Cheryl Anderson, an executive member with the naturalists, said she has no idea when a decision will be made in the case.

“It’s frustrating but there’s really nothing we can do about it. The decision rests with the three judges, it’s in their hands,” said Anderson.

Back in June 2013, the Environmental Review Tribunal [9] overturned the Ministry of Environment [10]‘s decision to grant Gilead Power a renewable energy approval for the project because it found it would pose a significant risk to the well being of the blanding’s turtle.
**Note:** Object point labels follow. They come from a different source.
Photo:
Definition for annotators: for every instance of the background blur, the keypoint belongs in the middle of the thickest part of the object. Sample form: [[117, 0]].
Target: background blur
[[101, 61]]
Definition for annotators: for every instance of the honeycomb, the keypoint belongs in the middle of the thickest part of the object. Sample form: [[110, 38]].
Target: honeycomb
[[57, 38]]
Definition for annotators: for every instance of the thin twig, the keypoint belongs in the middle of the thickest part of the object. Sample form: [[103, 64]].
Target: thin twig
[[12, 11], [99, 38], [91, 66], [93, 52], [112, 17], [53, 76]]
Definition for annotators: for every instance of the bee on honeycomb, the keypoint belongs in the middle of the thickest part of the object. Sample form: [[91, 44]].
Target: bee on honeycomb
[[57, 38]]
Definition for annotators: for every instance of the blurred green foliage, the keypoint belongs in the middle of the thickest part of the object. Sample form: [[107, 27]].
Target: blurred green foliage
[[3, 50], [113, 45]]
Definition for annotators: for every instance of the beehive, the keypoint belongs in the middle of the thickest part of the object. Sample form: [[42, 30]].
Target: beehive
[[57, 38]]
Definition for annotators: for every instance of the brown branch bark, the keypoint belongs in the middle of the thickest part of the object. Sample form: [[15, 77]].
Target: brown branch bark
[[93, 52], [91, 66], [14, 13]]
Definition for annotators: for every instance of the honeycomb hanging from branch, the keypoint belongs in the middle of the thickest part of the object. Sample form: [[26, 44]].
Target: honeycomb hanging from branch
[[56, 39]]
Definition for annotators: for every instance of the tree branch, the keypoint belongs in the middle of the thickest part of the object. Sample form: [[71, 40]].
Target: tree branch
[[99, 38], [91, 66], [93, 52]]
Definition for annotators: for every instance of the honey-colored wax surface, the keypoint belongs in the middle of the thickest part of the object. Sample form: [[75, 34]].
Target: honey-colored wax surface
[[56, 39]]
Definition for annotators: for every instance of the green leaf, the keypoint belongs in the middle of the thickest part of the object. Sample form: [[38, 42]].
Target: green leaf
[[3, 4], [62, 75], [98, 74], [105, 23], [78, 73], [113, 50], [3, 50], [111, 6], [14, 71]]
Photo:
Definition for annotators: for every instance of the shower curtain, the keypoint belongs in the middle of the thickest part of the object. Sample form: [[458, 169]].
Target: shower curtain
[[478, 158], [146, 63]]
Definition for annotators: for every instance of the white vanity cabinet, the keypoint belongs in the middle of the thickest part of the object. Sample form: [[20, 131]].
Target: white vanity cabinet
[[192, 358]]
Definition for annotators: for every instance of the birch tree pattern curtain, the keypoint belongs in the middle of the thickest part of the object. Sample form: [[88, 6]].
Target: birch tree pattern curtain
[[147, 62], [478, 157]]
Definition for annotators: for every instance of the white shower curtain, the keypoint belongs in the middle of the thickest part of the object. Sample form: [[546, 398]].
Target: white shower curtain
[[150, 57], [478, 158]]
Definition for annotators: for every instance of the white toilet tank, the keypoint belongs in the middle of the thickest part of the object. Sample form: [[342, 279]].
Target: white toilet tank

The turtle calls Ostrander Point its home.

Gilead Power then appealed to the Divisional Court of Ontario [11], which concluded the tribunal had made legal errors in their findings, and was given permission again to go ahead with the project.

Last month, after the legal tug-of-war, the naturalists found themselves in the Court of Appeal for Ontario – the province’s top court – to stop the wind farm development for good.

Mike Lord, the president of Gilead Power, said he was told not to expect a decision before Christmas but remains optimistic a decision will be reached soon.

“I’m hopeful we’ll have a decision by the end of January but it still rests before the court,” Lord said.

When a decision is made, Lord said the unsuccessful party will be expected to pay the successful party in an amount determined by the court to cover legal fees.

If it gets the go-ahead, Gilead Power hopes to begin construction of the project, which consists of nine wind turbines, by Oct. 2015. The hope is the turbines will be in operation by the second quarter of 2016, Lord said.

“We’re hoping the appeals court will uphold the decision of the divisional court to reinstate the approval granted by the Ministry of Environment for the project,” said Lord.

Meanwhile, Anderson is hoping for the opposite.

“We hope the judges will understand the importance of Ostrander Point to the blanding’s turtle, to say we were right and that it’s no place for wind turbines,” she said.